Взрослея, я ни разу даже мельком не взглянул на подлесок детского общества, расположившийся за аккуратно подстриженными деревьями класса. Олух — я попросту предполагал, что ребята общаются лишь с теми, кто бывает у них дома. Не подозревал я и о том, что некоторые из них каждый день видятся после школы, вновь и вновь встречаются для прогулок под изменчивым лиственным орнаментом из дружеского света и сексуальной тени, в бликах иллюминации, ничего общего не имеющей со строгой решеткой взрослых свиданий. Пользовавшийся известностью мальчишка по прозвищу Мясник был сыном хирурга- ортопеда; его девчонка была дочерью разносчика магазинных заказов.
В подвале ее дома они каждый день занимались любовью. К пятнадцати годам они пробыли любовниками уже три года, и друзья видели в них старших, умудренных опытом наставников — настоящих родителей, — к которым можно обратиться за советом. В полпятого или в пять мы все заходили к ней. Они поднимались из подвала, улыбающиеся, раскрасневшиеся, его пальцы — на пуговицах ширинки, ее — подтягивали на четверть оборота клетчатую юбку, дабы оказалась на правом боку огромная английская булавка. Потом она пекла шоколадное печенье, а он гонял во дворе футбольный мяч. Нашим родителям достаточно было сказать всего одно слово, чтобы впрыснуть нам в вены жгучее чувство обиды, но эти родители, бывшие моложе и лучше, доведенные до зрелости не годами, а страстью и ее переходом в печаль, казались нам снисходительными опекунами, он — со щербатым зубом и пеной потных вьющихся волос на затылке, она — с давним детским шрамом, который белым блестящим швом перечеркивал бровь, и с грустной улыбкой. Даже наш ужин, состоявший из холодного молока и горячего печенья в оспинах жидковатого шоколада, был чудесной, безжалостной пародией на еду для детей.
Поначалу я понятия не имел, как приобрести подлинную популярность. Другие дети росли вместе и относились друг к другу более или менее благосклонно. Разумеется, некоторые из них усердно зарабатывали себе популярность, однако другие предпочитали после школы смотреть в одиночестве телевизор и попивать пивко, а кое у кого были и особые интересы (шитье, драматическое искусство, статистический ежегодник, мировая политика), на основе которых образовывались немногочисленные тесные группировки, слишком периферийные, чтобы принимать их в расчет. Но были и такие, кто, благодаря внезапному расцвету телесной красоты или спортивного мастерства, сделались лидерами, ничуть о том не заботясь. При этом оставалась немалая „золотая середина“, те из нас, у кого не было ни своеобразной маленькой ниши, ни врожденных отличительных признаков (за исключением, быть может, мозгов или денег, причем ни то, ни другое большого значения не имело), и популярность мы могли завоевать только благодаря „личности“. У девчонок личность была, конечно, более ярко выражена, чем у мальчишек, но некоторые мальчишки тоже имели индивидуальность подобно тому, как шутник имеет про запас анекдоты или соблазнитель — бутылку хереса. Нечто фальшивое, а значит — постыдное.

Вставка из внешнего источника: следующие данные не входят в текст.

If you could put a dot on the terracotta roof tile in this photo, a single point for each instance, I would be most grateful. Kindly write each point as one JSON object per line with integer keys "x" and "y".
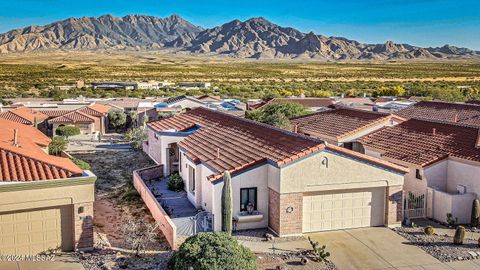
{"x": 72, "y": 117}
{"x": 27, "y": 161}
{"x": 443, "y": 111}
{"x": 339, "y": 122}
{"x": 424, "y": 142}
{"x": 24, "y": 115}
{"x": 241, "y": 143}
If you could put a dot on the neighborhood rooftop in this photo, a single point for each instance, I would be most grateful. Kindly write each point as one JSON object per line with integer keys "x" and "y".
{"x": 23, "y": 159}
{"x": 423, "y": 142}
{"x": 443, "y": 111}
{"x": 225, "y": 142}
{"x": 339, "y": 122}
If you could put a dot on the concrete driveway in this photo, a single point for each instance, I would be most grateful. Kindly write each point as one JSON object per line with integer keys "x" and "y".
{"x": 375, "y": 248}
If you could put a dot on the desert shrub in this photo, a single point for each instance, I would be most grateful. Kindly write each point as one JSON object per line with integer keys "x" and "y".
{"x": 212, "y": 251}
{"x": 67, "y": 131}
{"x": 80, "y": 163}
{"x": 57, "y": 145}
{"x": 175, "y": 182}
{"x": 429, "y": 230}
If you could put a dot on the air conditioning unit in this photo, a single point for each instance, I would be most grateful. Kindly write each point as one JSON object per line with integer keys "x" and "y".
{"x": 461, "y": 189}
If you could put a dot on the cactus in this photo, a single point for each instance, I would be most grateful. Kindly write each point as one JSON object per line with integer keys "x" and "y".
{"x": 459, "y": 235}
{"x": 319, "y": 251}
{"x": 429, "y": 230}
{"x": 227, "y": 203}
{"x": 475, "y": 213}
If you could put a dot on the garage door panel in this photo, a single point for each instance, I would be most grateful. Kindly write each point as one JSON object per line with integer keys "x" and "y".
{"x": 34, "y": 231}
{"x": 342, "y": 210}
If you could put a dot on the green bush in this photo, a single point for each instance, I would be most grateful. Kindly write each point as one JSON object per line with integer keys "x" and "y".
{"x": 212, "y": 251}
{"x": 80, "y": 163}
{"x": 67, "y": 131}
{"x": 57, "y": 145}
{"x": 175, "y": 182}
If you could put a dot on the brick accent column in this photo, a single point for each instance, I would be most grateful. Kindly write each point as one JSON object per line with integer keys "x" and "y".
{"x": 280, "y": 219}
{"x": 394, "y": 206}
{"x": 83, "y": 223}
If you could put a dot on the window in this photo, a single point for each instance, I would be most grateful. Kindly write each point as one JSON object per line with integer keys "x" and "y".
{"x": 417, "y": 174}
{"x": 191, "y": 178}
{"x": 248, "y": 195}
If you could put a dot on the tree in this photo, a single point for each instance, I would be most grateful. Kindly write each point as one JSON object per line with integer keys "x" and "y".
{"x": 227, "y": 203}
{"x": 213, "y": 251}
{"x": 117, "y": 118}
{"x": 136, "y": 136}
{"x": 57, "y": 145}
{"x": 139, "y": 234}
{"x": 67, "y": 131}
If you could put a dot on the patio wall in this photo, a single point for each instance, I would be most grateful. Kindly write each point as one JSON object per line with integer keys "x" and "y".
{"x": 459, "y": 205}
{"x": 165, "y": 223}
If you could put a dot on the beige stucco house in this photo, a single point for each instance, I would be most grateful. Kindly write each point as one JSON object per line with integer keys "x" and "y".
{"x": 46, "y": 202}
{"x": 444, "y": 165}
{"x": 281, "y": 180}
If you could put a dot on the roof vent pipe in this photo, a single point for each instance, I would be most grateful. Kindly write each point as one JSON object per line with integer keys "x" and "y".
{"x": 15, "y": 137}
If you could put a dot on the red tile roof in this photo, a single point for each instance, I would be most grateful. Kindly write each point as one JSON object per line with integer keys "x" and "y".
{"x": 27, "y": 161}
{"x": 241, "y": 143}
{"x": 72, "y": 117}
{"x": 24, "y": 115}
{"x": 443, "y": 111}
{"x": 339, "y": 122}
{"x": 307, "y": 102}
{"x": 425, "y": 142}
{"x": 96, "y": 109}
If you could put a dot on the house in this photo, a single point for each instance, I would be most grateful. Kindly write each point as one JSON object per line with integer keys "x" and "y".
{"x": 444, "y": 165}
{"x": 285, "y": 181}
{"x": 46, "y": 202}
{"x": 314, "y": 104}
{"x": 91, "y": 120}
{"x": 26, "y": 116}
{"x": 342, "y": 126}
{"x": 443, "y": 111}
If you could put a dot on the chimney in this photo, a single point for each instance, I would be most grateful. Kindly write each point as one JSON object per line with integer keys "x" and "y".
{"x": 15, "y": 137}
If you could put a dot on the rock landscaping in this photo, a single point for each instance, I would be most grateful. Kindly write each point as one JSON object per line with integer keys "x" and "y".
{"x": 292, "y": 261}
{"x": 440, "y": 245}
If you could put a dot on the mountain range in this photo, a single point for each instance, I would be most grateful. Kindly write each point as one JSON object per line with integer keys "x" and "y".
{"x": 255, "y": 38}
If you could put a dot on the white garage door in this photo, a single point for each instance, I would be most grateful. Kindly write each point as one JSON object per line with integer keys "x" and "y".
{"x": 31, "y": 232}
{"x": 344, "y": 210}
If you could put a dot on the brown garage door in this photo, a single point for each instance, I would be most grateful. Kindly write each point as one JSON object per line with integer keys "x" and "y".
{"x": 33, "y": 231}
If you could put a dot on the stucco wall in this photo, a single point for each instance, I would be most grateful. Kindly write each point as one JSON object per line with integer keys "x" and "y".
{"x": 328, "y": 171}
{"x": 463, "y": 173}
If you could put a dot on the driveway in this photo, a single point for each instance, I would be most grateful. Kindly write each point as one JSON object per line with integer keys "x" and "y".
{"x": 380, "y": 248}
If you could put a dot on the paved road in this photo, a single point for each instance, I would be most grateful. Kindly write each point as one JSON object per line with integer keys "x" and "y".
{"x": 381, "y": 248}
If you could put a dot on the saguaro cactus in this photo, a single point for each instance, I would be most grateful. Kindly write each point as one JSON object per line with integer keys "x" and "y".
{"x": 227, "y": 203}
{"x": 475, "y": 213}
{"x": 459, "y": 235}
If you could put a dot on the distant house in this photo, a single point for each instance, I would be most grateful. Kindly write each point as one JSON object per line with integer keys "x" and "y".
{"x": 92, "y": 121}
{"x": 26, "y": 116}
{"x": 461, "y": 113}
{"x": 46, "y": 202}
{"x": 281, "y": 180}
{"x": 314, "y": 104}
{"x": 444, "y": 163}
{"x": 342, "y": 126}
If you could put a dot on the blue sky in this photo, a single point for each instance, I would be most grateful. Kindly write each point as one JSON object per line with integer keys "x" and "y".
{"x": 422, "y": 23}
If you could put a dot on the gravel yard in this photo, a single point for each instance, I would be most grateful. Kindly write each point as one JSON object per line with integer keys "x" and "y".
{"x": 440, "y": 245}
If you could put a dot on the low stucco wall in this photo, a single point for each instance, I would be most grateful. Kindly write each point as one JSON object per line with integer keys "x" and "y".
{"x": 163, "y": 220}
{"x": 442, "y": 203}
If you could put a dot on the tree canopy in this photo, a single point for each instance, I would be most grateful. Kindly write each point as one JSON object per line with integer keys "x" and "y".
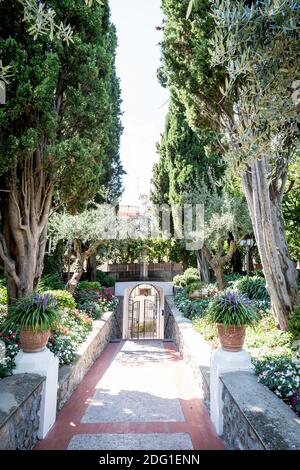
{"x": 59, "y": 128}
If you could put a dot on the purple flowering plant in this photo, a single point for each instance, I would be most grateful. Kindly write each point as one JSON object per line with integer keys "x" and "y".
{"x": 36, "y": 311}
{"x": 231, "y": 308}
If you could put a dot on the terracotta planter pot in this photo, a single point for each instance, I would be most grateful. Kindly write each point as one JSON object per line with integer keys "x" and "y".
{"x": 33, "y": 341}
{"x": 231, "y": 337}
{"x": 197, "y": 294}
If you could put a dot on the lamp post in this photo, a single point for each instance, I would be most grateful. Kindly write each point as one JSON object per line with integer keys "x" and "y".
{"x": 248, "y": 243}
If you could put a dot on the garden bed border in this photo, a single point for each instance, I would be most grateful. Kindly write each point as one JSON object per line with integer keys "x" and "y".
{"x": 70, "y": 375}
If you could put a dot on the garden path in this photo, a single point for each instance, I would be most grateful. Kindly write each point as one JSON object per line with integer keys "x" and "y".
{"x": 139, "y": 395}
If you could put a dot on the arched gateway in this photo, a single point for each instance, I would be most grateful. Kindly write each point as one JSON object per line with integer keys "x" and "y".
{"x": 143, "y": 312}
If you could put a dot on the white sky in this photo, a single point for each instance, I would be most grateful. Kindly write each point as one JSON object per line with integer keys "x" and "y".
{"x": 145, "y": 102}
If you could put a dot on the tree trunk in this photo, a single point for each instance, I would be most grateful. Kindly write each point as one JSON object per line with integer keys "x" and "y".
{"x": 81, "y": 257}
{"x": 202, "y": 267}
{"x": 92, "y": 268}
{"x": 264, "y": 202}
{"x": 78, "y": 268}
{"x": 218, "y": 270}
{"x": 237, "y": 262}
{"x": 24, "y": 212}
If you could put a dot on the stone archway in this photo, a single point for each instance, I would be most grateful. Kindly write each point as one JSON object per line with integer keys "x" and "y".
{"x": 143, "y": 312}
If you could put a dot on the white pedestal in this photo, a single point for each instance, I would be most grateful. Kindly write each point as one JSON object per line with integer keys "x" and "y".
{"x": 221, "y": 362}
{"x": 46, "y": 364}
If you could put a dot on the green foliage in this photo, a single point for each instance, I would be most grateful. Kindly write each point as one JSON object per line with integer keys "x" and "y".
{"x": 231, "y": 308}
{"x": 36, "y": 311}
{"x": 94, "y": 285}
{"x": 254, "y": 287}
{"x": 190, "y": 275}
{"x": 3, "y": 295}
{"x": 50, "y": 282}
{"x": 281, "y": 375}
{"x": 63, "y": 298}
{"x": 96, "y": 302}
{"x": 6, "y": 366}
{"x": 190, "y": 308}
{"x": 195, "y": 285}
{"x": 291, "y": 208}
{"x": 83, "y": 72}
{"x": 90, "y": 226}
{"x": 294, "y": 323}
{"x": 54, "y": 262}
{"x": 264, "y": 339}
{"x": 65, "y": 339}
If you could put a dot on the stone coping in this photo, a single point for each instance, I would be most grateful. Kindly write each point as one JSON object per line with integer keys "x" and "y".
{"x": 14, "y": 391}
{"x": 97, "y": 326}
{"x": 194, "y": 345}
{"x": 274, "y": 423}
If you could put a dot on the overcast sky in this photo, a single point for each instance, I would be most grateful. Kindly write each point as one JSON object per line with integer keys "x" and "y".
{"x": 145, "y": 102}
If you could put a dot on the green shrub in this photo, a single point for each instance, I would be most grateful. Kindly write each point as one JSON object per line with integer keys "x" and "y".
{"x": 64, "y": 299}
{"x": 35, "y": 311}
{"x": 281, "y": 375}
{"x": 94, "y": 285}
{"x": 3, "y": 296}
{"x": 50, "y": 282}
{"x": 105, "y": 280}
{"x": 232, "y": 277}
{"x": 179, "y": 280}
{"x": 254, "y": 288}
{"x": 190, "y": 308}
{"x": 195, "y": 285}
{"x": 294, "y": 323}
{"x": 231, "y": 308}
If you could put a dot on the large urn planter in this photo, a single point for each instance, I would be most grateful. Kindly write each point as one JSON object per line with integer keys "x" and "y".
{"x": 33, "y": 341}
{"x": 33, "y": 316}
{"x": 231, "y": 312}
{"x": 231, "y": 337}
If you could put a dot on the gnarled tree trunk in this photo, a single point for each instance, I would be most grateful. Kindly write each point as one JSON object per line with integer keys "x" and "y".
{"x": 264, "y": 202}
{"x": 203, "y": 267}
{"x": 92, "y": 268}
{"x": 24, "y": 211}
{"x": 81, "y": 258}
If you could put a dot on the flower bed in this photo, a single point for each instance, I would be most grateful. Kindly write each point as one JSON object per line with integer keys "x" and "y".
{"x": 74, "y": 326}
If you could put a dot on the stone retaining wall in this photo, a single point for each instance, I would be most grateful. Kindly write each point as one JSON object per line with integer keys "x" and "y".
{"x": 71, "y": 375}
{"x": 254, "y": 418}
{"x": 20, "y": 400}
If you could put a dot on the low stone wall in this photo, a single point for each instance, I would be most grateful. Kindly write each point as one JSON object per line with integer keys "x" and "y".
{"x": 253, "y": 417}
{"x": 20, "y": 401}
{"x": 71, "y": 375}
{"x": 191, "y": 344}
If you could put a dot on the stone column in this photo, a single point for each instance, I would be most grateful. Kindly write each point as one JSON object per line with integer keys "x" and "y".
{"x": 222, "y": 362}
{"x": 46, "y": 364}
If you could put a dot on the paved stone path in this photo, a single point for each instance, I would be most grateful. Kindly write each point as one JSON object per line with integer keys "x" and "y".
{"x": 139, "y": 395}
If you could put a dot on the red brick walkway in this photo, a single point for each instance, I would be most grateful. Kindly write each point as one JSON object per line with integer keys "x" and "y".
{"x": 175, "y": 396}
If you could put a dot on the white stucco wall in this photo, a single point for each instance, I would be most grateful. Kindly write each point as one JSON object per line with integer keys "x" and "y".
{"x": 121, "y": 286}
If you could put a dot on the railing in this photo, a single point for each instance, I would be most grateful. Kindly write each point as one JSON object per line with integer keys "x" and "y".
{"x": 147, "y": 271}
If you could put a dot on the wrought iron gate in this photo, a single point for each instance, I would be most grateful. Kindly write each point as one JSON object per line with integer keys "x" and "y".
{"x": 142, "y": 319}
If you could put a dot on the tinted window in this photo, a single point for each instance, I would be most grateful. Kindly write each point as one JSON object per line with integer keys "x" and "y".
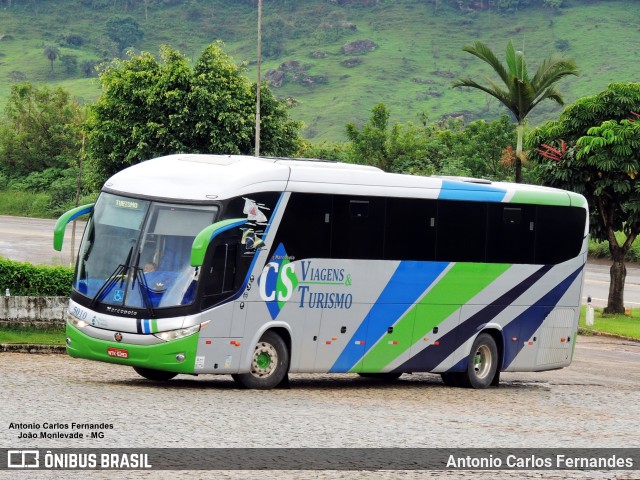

Я сосредоточил свое внимание на самом популярном мальчишке во всей школе. При этом я рассудил, что, сумев набиться к нему в друзья, завоюю расположение всех остальных. Думаю, в целом моя стратегия была правильной. Поскольку я не отличался крепким телосложением, мне нечего было предложить людям, кроме льстивого зеркала своей заботливости — услуги, которая вполне соответствовала моему мягкому, скрытному характеру.
Точно не помню, как именно я познакомился с Томми. Первое, что всплывает в памяти при мысли о нем, это гладкий колпак лоснящихся светло-русых волос со щегольски торчащим тонким плюмажем вихра, склоненная над книгой в читальном зале голова, принадлежащая тому, кто, по слухам, является капитаном теннисной команды, вождем простого люда и ухажером Салли. Потом, без всякого перехода, он становится моим другом и всячески старается растолковать мне свой особый взгляд на сартровскую „Тошноту“, пока мы идем, отбрасывая ногами осенние листья.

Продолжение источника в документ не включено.